Cuba’s newest nationwide blackout has amplified U.S. pressure on the island’s communist government, with President Donald Trump saying the United States will take action “very soon” as the power outage exposes how fragile Cuba’s electricity system has become.

Trump pledged “imminent” action during remarks Tuesday, saying that “Cuba right now is in very bad shape” and adding, “And we’ll be doing something with Cuba very soon.” The remarks followed a U.S. shift that also targeted Cuba indirectly through Venezuela: a day earlier, Trump announced sanctions on Venezuela that included a halt to oil exports vital to Cuba. In the U.S. view, Cuba is now a next step in an effort to expand U.S. influence, the administration has indicated.

Secretary of State Marco Rubio echoed that framing, saying the island “has an economy that doesn’t work in a political and governmental system. They can’t fix it.” Rubio’s comments came as electricity was slowly being restored to some hospitals and homes, while Cuban officials warned the aging power network could fail again.

Behind the rhetoric, Trump’s administration has also been negotiating with Cuba, according to a U.S. official and a source familiar with talks between Washington and Havana. The reporting said the administration is looking for President Miguel Díaz-Canel to leave, though no details were offered on who the administration might want to replace him.

Experts said the limited information leaving Havana and Washington has made it difficult to identify a clear end game. Michael Bustamante, a Cuba expert and associate professor of history at the University of Miami, said, “Some pieces of this story as they’re trickling out, don’t add up to me,” adding, “I can’t quite figure out what the end game is here for either side.”

Rubio and Trump have tied their demands to a broader pressure campaign. The administration has demanded that Cuba release political prisoners and move toward political and economic liberalization in return for lifting sanctions, and Trump has raised the possibility of a “friendly takeover of Cuba.”

The blackout’s impact is already being described at the household level, according to accounts from Havana residents struggling with outages that make it hard to preserve food or complete daily tasks. Pedro Rámos, a 75-year-old retired mechanic in Old Havana, described trying to boil chicken to save it from spoiling, saying, “I want to see if we can rescue some food,” while also warning, “This is terrible.” Another resident, 48-year-old Dalba Obiedo, said the power outages affected her health after she fell down a staircase when the lights went out, leading to surgery on her jaw.

Cuban officials blamed the latest crisis on what they described as a U.S. energy blockade, pointing to Trump’s January warning about tariffs on any country that sells or provides oil to Cuba. Cuba’s Ministry of Energy and Mines said on X that the island had restored the electrical system in the western town of Pinar del Rio and in the southeastern province of Holguin, and that some “microsystems” were beginning to operate in various territories. State-owned media reported that by late Monday, power had been restored to 5% of residents in Havana, representing some 42,000 customers.

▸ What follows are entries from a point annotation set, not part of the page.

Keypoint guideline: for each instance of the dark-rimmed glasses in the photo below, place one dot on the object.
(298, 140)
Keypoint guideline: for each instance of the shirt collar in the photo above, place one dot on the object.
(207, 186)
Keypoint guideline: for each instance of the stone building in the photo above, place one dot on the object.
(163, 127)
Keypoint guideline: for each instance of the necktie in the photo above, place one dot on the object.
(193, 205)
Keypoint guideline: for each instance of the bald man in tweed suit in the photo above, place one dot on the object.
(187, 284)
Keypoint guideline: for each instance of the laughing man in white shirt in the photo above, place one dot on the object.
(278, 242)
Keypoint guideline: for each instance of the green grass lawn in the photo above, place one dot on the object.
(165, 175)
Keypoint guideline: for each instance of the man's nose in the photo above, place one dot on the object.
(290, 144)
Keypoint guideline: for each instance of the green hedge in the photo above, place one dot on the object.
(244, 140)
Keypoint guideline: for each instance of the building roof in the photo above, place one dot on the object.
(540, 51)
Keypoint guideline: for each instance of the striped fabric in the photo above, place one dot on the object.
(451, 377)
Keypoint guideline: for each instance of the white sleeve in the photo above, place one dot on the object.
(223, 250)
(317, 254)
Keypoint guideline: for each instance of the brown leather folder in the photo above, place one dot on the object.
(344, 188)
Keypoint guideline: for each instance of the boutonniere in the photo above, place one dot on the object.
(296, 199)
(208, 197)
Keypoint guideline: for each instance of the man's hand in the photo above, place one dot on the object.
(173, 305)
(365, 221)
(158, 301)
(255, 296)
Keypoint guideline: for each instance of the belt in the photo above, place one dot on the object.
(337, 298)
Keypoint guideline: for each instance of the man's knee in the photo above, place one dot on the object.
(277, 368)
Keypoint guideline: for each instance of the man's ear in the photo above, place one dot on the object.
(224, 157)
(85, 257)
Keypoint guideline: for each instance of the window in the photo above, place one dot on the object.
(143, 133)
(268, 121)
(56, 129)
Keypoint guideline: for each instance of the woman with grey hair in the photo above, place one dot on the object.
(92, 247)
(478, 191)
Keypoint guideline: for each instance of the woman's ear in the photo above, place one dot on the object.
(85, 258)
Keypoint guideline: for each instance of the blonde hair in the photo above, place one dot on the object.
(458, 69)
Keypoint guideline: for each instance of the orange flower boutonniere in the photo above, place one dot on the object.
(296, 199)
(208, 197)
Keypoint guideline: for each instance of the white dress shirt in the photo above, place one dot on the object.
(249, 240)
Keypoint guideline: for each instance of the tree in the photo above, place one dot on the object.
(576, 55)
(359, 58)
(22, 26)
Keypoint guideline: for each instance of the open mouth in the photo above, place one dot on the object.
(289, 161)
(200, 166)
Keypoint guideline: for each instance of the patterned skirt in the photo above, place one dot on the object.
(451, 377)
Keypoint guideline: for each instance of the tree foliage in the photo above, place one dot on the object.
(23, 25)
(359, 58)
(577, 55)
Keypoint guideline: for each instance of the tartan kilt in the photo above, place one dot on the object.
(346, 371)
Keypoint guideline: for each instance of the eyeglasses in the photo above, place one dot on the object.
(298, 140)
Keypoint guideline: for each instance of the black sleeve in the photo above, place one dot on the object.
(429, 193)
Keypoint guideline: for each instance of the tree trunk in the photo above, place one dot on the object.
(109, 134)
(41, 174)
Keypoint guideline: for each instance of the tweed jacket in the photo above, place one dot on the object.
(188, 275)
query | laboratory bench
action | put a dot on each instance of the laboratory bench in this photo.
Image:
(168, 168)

Without electricity, daily life in Cuba has grown more difficult, with residents describing food spoilage and persistent disruptions to basic services even as restoration begins. As the country continues working to restart parts of the grid, officials cautioned the power network could break down again.

Meanwhile, observers said the U.S. statements about Cuba—coming after the administration’s raid that captured Venezuela’s President Nicolás Maduro and after launches of U.S. military strikes against Iran—have shifted how quickly Washington may be moving beyond sanctions and toward political change. As earlier reporting has shown, the blackout is arriving in the middle of an already deepening energy crisis on the island—an environment in which U.S. officials are now signaling far more than technical pressure MSI previously reported.